At least not for J.D. Ryder, who had always been good with directions. She remembered him pointing out the distant constellations, that night of the desert bonfire, and how matter-of-factly he’d directed Brad’s attention to the North Star. How easily he’d guided them home from that hike in Aravaipa, the one time her parents had let her spend a Saturday with the boys. That was back when all three of them were friends, before she and Brad had become a couple, before J.D. had gone his own way….

The chime of the doorbell sent a jolt of shock radiating through her. She moved to the front window, hoping for a glimpse of him before he turned and saw her, then caught her breath in amazement.

J.D. Ryder hadn’t changed. At least not that she could see. He looked older, yes, but that darkly compelling aura of focused strength still glimmered in his cool demeanor, his watchful stance. He still gave the impression of banked fires beneath a deceptively relaxed exterior, of the ability to strike without warning and retreat without moving.

But when he saw her at the window, his eyes reflected the same astonishment she’d felt at the sight of him. For a moment he hesitated, staring at her as if he couldn’t quite believe Kirsten Laurence was waiting for J.D. Ryder, and she saw his guarded expression grow warmer. Then, when she flung open the carved wood door, he gave her the slow, almost challenging smile of greeting she remembered from eight years ago.

“Kirsten,” he said simply.

“You haven’t changed,” she blurted. It shouldn’t be such a surprise—eight years wasn’t all that long—and yet somehow she had never imagined that J.D. Ryder could still exude such solitary strength.

“Neither have you,” he murmured, moving past her into the foyer as if he needed all the space around him he could get…and setting off another familiar chord of recognition. The man seemed to command the very air around him, and Kirsten felt her breath coming a little faster as she turned away to close the door. Which made no sense, she reminded herself hastily. This was an old friend, nothing more.

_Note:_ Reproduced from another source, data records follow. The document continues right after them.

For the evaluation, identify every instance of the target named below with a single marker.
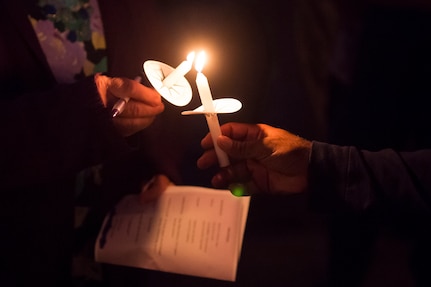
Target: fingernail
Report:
(149, 184)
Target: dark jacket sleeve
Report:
(52, 134)
(344, 178)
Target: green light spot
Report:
(238, 189)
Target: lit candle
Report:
(210, 114)
(182, 69)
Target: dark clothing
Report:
(346, 179)
(50, 132)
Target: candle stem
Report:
(214, 127)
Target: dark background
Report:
(355, 73)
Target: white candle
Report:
(210, 115)
(182, 69)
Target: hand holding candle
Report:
(210, 114)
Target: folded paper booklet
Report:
(189, 230)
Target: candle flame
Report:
(200, 61)
(191, 56)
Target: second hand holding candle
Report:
(210, 114)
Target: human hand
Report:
(144, 104)
(264, 158)
(154, 188)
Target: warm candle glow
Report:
(180, 71)
(208, 105)
(200, 61)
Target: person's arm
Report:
(349, 179)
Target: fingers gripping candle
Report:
(210, 114)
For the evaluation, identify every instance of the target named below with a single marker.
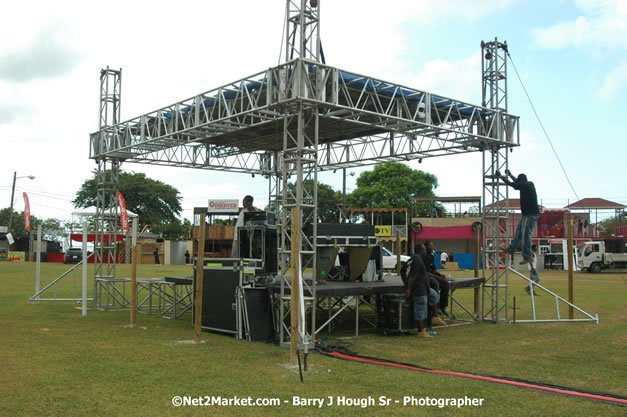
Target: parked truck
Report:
(596, 256)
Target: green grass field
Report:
(56, 362)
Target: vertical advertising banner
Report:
(123, 213)
(26, 212)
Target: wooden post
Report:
(200, 263)
(134, 254)
(398, 251)
(295, 231)
(477, 246)
(570, 269)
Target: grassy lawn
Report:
(56, 362)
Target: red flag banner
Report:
(123, 213)
(26, 212)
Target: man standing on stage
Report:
(530, 214)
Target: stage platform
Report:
(334, 297)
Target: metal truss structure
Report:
(301, 117)
(495, 222)
(107, 179)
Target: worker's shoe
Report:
(424, 333)
(437, 321)
(528, 291)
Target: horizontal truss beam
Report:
(363, 120)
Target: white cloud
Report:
(457, 79)
(615, 81)
(603, 24)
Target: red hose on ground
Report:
(617, 400)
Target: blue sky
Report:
(571, 56)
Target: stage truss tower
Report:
(107, 180)
(291, 121)
(495, 193)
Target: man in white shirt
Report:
(248, 206)
(533, 264)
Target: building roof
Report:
(513, 203)
(594, 203)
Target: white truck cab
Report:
(594, 258)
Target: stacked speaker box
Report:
(259, 241)
(394, 314)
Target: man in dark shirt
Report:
(418, 289)
(434, 274)
(530, 214)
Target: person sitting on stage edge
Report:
(418, 289)
(443, 259)
(442, 281)
(530, 214)
(248, 206)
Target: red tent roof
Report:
(594, 203)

And she’d better remember that.

“I’m glad you could come,” she told him, wondering whether he’d spent the day testifying at a trial or something. It was hard to picture J.D. choosing such a flawlessly cut summer-weight suit to complement his deep brown eyes and close-cropped black hair, but she had the impression of a catalog model…except, again, for that ever-present sense of smoldering darkness.